The Myths of Greatness

Day Lily with solstice morning Frog

We have looked at the Great Man Theory, denigrated it as British Idealism supporting the Victorian notion of Rule Britannia, a nasty little justification rather than a sensible view of History. In the process, comrade, we have increasingly isolated the Back Row as a sense of Being that justifies withdrawal from the group.

Well, Comrade, in the early hours of this morning a solstice occurred. Our planet paused on one of its axis and then switched direction. In my mind it's uphill to Mid-winter here in the Northern hemisphere.

 And yes from the Porch, this day looks long, very warm, peaceful and full of small biting insects some of them able to fly, others proficient in the fine art of leaping.

 I can fully understand how in the early and mostly savage days of the Industrial Revolution and the rise and fall of empires that revolution produced, how some disgruntled and concerned elements of the middle and upper class elites looked to a working class they called The Proletariate, after the commoners of Rome, to find a hope beyond a poem by Wordsworth bemoaning climate change.
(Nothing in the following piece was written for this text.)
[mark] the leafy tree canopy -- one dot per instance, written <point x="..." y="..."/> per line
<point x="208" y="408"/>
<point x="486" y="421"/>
My own suspicion is that catastrophy may be the true instrument of progress. The current philosophy of an ever expanding economy will reach a confrontation with the equivalent of the Sea People who ravished the Eastern Mediterranean. The Iteso had a story about how years ago the highly disruptive Kulabuntu came from the north moved quickly south eating people as they went. As a child you would be warned and advised to behave otherwise the Kulabuntu would eat you. A story, a myth, and I have spelled it wrong but the point I think is that we as a species are designed around stability and increase.

 Our stability is based on an ability to adabt quickly through changing social constructs giving us the necessary confidence to find cohesion. It's the understanding of increase in our being that makes actual change very, very difficult. We people are fundamentally a successful invasive species.

 One element of the Back-Row's relationship with the back-row greasy pole might be to look for and identify the roots of those social constructs that offer a cohesion without the increase demanded from current social constucts summed up by the phrase "go forth and multiply" the comedians sometimes make hay from.

 This I think you might agree our earth demands an understanding from us of the Very opposite of the Great Man Theory.

Thomas Carlyle and his Imperial Myth

Day Lily 4

 If a noun becomes completely motionless, if the social structure becomes too heavy, rigid, and frozen, it becomes a prison. It turns into the dead, bureaucratic Potestas (power) of the Headmaster's Office or the corporate metric. The dictionary becomes a cage for the language, and the university becomes a factory for the front row.

 Thomas Carlyle was preaching to the Frontest of Front Rows. He wanted history to be a biography of heroes. Lightning bolt men, always men, who shape the world through the force of their supernatural and very special will. This Carlyle was born in Scotland, he died in London, England in 1881 when he was 85. His end time was mourned by the front rows of Victorian England, but incredibly, his memory has lingered on into the 21st Century where his theory will insist that it's not Society that shapes men, it's the biology of a few Great Men that shape society. The Great Society, Thomas Carlyle argued in 1840, allowed Great Men by encouraging, persuading, insisting us commoners submit to Front Row excellence. 

 Let's talk The Enclosure. When the Frontest of Front Rows says, "Submit to us because we are Excellent" we are right to suggest that what they are actually saying is "Submit to us because our grandfathers fenced off the woodlands and pasture."